From: Jason Gunthorpe <jgg@nvidia.com>
To: Alexander Duyck <alexander.duyck@gmail.com>
Cc: Leon Romanovsky <leon@kernel.org>,
	Bjorn Helgaas <bhelgaas@google.com>,
	Saeed Mahameed <saeedm@nvidia.com>,
	Jakub Kicinski <kuba@kernel.org>,
	linux-pci <linux-pci@vger.kernel.org>,
	<linux-rdma@vger.kernel.org>, Netdev <netdev@vger.kernel.org>,
	Don Dutile <ddutile@redhat.com>,
	Alex Williamson <alex.williamson@redhat.com>
Subject: Re: [PATCH mlx5-next v1 2/5] PCI: Add SR-IOV sysfs entry to read number of MSI-X vectors
Date: Fri, 15 Jan 2021 09:51:01 -0400	[thread overview]
Message-ID: <20210115135101.GZ4147@nvidia.com> (raw)
In-Reply-To: <CAKgT0UcaRgY4XnM0jgWRvwBLj+ufiabFzKPyrf3jkLrF1Z8zEg@mail.gmail.com>

On Thu, Jan 14, 2021 at 01:43:57PM -0800, Alexander Duyck wrote:

> > > In addition Leon still hasn't answered my question on preventing the
> > > VF driver from altering entries beyond the ones listed in the table.
> >
> > Of course this is blocked, the FW completely revokes the HW resource
> > backing the vectors.
> 
> One of the troubles with this is that I am having to take your word
> for it.

This is a Linux patch review, not a security review of a HW
implementation. There are million ways to screw up a PCI device
implementation and in SRIOV the PCI device HW implementation forms
part of the trust base of the hypervisor.

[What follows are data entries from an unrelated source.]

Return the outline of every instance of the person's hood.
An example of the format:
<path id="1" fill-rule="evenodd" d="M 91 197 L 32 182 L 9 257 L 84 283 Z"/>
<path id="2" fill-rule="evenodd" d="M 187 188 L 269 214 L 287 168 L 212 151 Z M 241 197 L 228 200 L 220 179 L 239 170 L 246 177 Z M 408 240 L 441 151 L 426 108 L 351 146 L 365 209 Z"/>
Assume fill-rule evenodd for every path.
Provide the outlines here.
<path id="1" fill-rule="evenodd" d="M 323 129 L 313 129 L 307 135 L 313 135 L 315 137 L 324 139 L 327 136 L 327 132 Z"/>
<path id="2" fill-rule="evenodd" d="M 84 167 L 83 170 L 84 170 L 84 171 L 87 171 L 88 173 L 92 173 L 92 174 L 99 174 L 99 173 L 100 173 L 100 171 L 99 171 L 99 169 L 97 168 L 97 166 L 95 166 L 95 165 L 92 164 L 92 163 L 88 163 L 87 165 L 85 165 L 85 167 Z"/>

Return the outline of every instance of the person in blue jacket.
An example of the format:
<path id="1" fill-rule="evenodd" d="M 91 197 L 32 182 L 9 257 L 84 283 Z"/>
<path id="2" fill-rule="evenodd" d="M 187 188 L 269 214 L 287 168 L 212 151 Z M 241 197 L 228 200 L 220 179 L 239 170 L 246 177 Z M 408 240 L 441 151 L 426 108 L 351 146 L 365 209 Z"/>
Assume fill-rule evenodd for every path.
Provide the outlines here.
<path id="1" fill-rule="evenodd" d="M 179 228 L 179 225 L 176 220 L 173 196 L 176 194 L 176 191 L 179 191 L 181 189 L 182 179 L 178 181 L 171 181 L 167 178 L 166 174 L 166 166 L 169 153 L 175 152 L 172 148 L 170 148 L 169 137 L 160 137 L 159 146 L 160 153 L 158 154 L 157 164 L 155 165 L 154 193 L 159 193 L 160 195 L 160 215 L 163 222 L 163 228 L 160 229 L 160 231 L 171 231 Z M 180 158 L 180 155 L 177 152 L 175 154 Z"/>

If the HW API can be implemented securely and the Linux code is
appropriate is the only question here.

In this case mlx5 HW is implemented correctly and securely, if you
don't belive then you are free not to use it.

> What it defines is the aperture available in MMIO to define the
> possible addresses and values to be written to trigger the
> interrupts. The device itself plays a large role in defining the
> number of interrupts ultimately requested.

Again you are confused about what is going on here - this is about
reconfiguring the HW so that MSI vector entries exist or not - it has
absoultely nothing to do with the driver. We are not optimizing for
the case where the driver does not use MSI vectors the VF has
available.

> > > At a minimum I really think we need to go through and have a clear
> > > definition on when updating the MSI-X table size is okay and when it
> > > is not. I am not sure just saying to not update it when a driver isn't
> > > attached is enough to guarantee all that.
> >
> > If you know of a real issue then please state it, other don't fear
> > monger "maybe" issues that don't exist.
>
> Well I don't have visibility into your firmware so I am not sure what
> is going on in response to this command so forgive me when I do a bit
> of fear mongering when somebody tells me that all this patch set does
> is modify the VF configuration space.

You were not talking about the FW, "is okay and when it is not" is a
*Linux* question.

> > > What we are talking about is the MSI-X table size. Not the number of
> > > MSI-X vectors being requested by the device driver. Those are normally
> > > two seperate things.
> >
> > Yes, table size is what is critical. The number of entries in that BAR
> > memory is what needs to be controlled.
> 
> That is where we disagree. 

Huh? You are disagreeing this is how the mlx5 device works?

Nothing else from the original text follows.